Working for the Man, Playing in the Band: My Years with James Brown
By Damon Wood with Phil Carson
320 pp.
$26.95
ECW
By almost every written account by journalists and band members, the Godfather of Soul was a hard nut to work for, and guitarist Damon Wood knew that. But when he received a call in 1998 to drop everything and fly from the United States to Greece to play lead guitar for a show – that took place just four hours after he landed with no rehearsal – it was the start of his seven year musical odyssey as one of the “Soul Generals.”
That James Brown was then in his sixties didn’t mean that the notoriously commanding boss was going to let up the pressure on his 20+ member backing band. Or on himself. Even into his senior citizenship, Brown didn't seem to relinquish the sobriquet of "The Hardest Working Man in Show Business."
“Of course, it’s well known that working for Mr. Brown could be a tough gig. That was no less true in his later years,” Wood writes. “He could be charming, hilarious, kind, thoughtful, scary, intimidating – all at the same time. You had to want that job just to get it. And you had to work doubly as hard to keep it. Working for Mr. Brown meant recognizing that he ruled the center of the universe.”
As any member of Brown’s bands through the decades knows, you had to be on your feet and mental game at all times. No show had a written set list. The boss might decide to shift tempos, call out a soloist, or change up tunes from night to night with sonic curveballs decided on a whim. Band members were expected to interpret all of this mostly through Brown’s hand gestures on R&B classics like "I Got You (I Feel Good)," "Get Up (I Feel Like Being) A Sex Machine," "Please, Please, Please," "It's a Man's Man's Man's World," "Super Bad," and "Living in America."

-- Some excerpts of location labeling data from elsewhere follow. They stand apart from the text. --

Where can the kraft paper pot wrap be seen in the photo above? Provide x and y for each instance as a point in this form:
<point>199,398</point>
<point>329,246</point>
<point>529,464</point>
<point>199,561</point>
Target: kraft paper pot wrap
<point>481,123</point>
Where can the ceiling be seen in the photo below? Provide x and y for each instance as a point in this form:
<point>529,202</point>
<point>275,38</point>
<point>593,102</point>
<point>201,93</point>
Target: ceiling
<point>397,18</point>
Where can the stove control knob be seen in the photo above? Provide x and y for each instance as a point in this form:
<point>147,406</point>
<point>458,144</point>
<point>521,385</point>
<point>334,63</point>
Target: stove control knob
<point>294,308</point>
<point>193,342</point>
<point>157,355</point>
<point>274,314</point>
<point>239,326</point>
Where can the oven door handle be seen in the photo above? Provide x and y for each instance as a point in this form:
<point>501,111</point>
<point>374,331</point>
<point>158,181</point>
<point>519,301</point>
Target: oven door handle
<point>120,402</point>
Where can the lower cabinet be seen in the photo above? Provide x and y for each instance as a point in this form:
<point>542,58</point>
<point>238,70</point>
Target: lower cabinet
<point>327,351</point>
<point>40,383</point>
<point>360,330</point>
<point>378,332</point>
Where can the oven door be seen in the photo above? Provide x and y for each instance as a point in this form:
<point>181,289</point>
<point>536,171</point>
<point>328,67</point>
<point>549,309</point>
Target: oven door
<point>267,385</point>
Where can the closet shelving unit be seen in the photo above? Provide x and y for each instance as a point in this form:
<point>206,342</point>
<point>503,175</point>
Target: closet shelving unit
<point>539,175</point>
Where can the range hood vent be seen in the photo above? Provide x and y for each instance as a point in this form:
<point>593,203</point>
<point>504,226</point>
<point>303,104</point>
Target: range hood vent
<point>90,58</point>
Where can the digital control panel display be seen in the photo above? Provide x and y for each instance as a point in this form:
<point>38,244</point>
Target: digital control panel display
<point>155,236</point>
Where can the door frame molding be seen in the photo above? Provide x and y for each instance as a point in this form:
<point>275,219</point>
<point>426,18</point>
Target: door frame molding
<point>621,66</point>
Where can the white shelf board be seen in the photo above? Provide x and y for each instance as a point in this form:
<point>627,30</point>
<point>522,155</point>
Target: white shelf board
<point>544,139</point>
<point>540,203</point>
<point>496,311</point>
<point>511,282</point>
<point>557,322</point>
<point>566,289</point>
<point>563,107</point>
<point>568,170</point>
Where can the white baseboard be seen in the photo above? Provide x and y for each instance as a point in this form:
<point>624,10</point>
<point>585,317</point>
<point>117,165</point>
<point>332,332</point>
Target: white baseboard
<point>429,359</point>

If a band member would protest that they were playing it just like the record that hundreds or thousands in the audience had grown to know, the mercurial Brown’s answer would always be the same: “they cut it wrong.”
Those same hand gestures could censure a player who hit a bum note or didn’t have enough shine on their shoes or ironing on their tuxedos (which in many cases didn’t even belong to the player). A flash of five fingers meant a $5 fine. If Brown repeated the gesture five times, that was $25 deducted from the evening’s pay. Wood saw band members hired, fired, quit, and rehired all on the same tour.
As a longhaired white player in a mostly black band, Wood says he got plenty of good natured ribbing, but learned a lot in his “Trial by Funk.” Brown would be known for fining bassists and guitarists for strumming on a upstroke instead of the R&B sold down stroke – something Brown’s ears could pick up even with his back turned and in the middle of a typically screaming vocal delivery.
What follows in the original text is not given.